Book Review: On the Come Up

I just finished On the Come Up by Angie Thomas and think there needs to be a sequel to the book. It is that good. I read her novel The Hate U Give about a year ago and devoured it within a few days. For those who haven’t yet read the book, The Hate U Give is about a young black woman named Starr who loses her childhood friend when a police officer kills him. Star, over the course of the novel, learns to transform her grief into a call for everyone to protest racial profiling. This novel earned Angie Thomas a spot on The New York Times bestseller list and a movie starring Amandla Stenberg as Starr.

On the Come Up is also incredibly good. It is about a young black woman named Brianna (nicknamed “Bri”) Jackson who lives with her mom and her brother after the murder of her father, who was a prominent rapper. Bri, like her family, is struggling to make ends meet while aspiring to be a famous rapper, but then her Aunt Pooh encourages her to enter a rapping battle to get a record deal with Supreme, a prominent rapper who was in competition with Bri’s dad. Bri enters the battle even though her mom and teachers want her to focus on studying for the ACT so she can get into college, and she ends up roasting her rival, Supreme’s son Milez. Her song goes viral and everyone at school now knows who she is, but the further immersed she gets into her career as a rapper, the deeper in trouble Bri gets with her family and her friends. Jayda (nicknamed Jay), Bri’s mom was able to recover from her substance abuse and get a job at the local church, but when she gets laid off, she struggles to provide for herself, Bri and her son, Trey. Bri’s fame becomes the talk of the community, and not in a good way. One day, two police officers profile Bri and accuse her of having drugs in her backpack when she actually has candy she is selling to make money. Everyone at the school sings Bri’s hit, but a lot of people also criticize her because the lyrics seem to the public to glorify drug use, gun violence and money. Supreme tries to sell Bri out, but Bri eventually realizes how, in the end, the money and fame doesn’t matter if it jeopardizes your safety and the safety of your friends and family. She realizes that one can still be a rapper and not have to play into people’s mainstream ideas of who rappers are. In fact, rap can be used as a means of fostering community and addressing social injustice.

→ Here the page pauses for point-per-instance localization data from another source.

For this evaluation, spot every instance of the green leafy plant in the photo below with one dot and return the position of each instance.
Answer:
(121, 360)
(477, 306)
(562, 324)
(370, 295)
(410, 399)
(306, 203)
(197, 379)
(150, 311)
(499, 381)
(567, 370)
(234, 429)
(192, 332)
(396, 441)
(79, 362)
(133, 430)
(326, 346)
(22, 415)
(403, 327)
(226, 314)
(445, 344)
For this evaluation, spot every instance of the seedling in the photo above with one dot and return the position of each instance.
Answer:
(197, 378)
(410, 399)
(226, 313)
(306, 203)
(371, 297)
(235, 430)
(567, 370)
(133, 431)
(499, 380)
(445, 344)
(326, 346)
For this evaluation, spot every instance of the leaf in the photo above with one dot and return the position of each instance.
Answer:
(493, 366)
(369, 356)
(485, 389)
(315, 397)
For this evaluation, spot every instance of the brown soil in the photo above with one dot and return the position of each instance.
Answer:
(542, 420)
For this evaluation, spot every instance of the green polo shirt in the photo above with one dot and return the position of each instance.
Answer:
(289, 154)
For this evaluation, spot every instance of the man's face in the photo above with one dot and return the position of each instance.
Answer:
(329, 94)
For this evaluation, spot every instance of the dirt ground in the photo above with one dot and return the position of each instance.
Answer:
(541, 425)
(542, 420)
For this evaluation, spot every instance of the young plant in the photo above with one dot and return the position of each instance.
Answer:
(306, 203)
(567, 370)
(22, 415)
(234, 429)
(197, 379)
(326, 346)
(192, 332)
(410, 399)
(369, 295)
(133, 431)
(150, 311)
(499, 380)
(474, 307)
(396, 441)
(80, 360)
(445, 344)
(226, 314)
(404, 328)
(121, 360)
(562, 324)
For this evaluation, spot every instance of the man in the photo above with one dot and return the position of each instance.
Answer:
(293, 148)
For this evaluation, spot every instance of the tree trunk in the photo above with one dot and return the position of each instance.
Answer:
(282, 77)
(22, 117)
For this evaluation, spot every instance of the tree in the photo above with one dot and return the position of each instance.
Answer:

This book really spoke to me, especially with Trey’s character. Trey went to college, got straight A’s in high school, and got a degree in psychology. However, he couldn’t find jobs in his field, so he got a job working at a pizza restaurant to support the family while he looked for a better job and applying to graduate school. His grandfather pities him for having a college degree and working in food service, but Trey’s situation is a real reality that speaks to a lot of us millennials who get these college degrees but don’t have many opportunities after college to use these degrees in the real world. However, even though Trey doesn’t directly use his psychology degree in a job-market sense, he still uses it to his advantage when helping out Bri. In one scene, Bri cries because she is overwhelmed with the unwanted attention she is getting at school for getting her music out there, with her family’s financial situation, and with the death of her father. She gets on a radio show and calls out Hype, the interviewer, when he belittles her music and makes her out to be this violent person when she’s really just trying to survive, and she gets backlash from it. It is overwhelming, and she thinks she is weak for crying in front of Trey, but he tells her that crying doesn’t make you weak and that “admitting that you’re weak is one of the strongest things you can do.” (Thomas, p. 362)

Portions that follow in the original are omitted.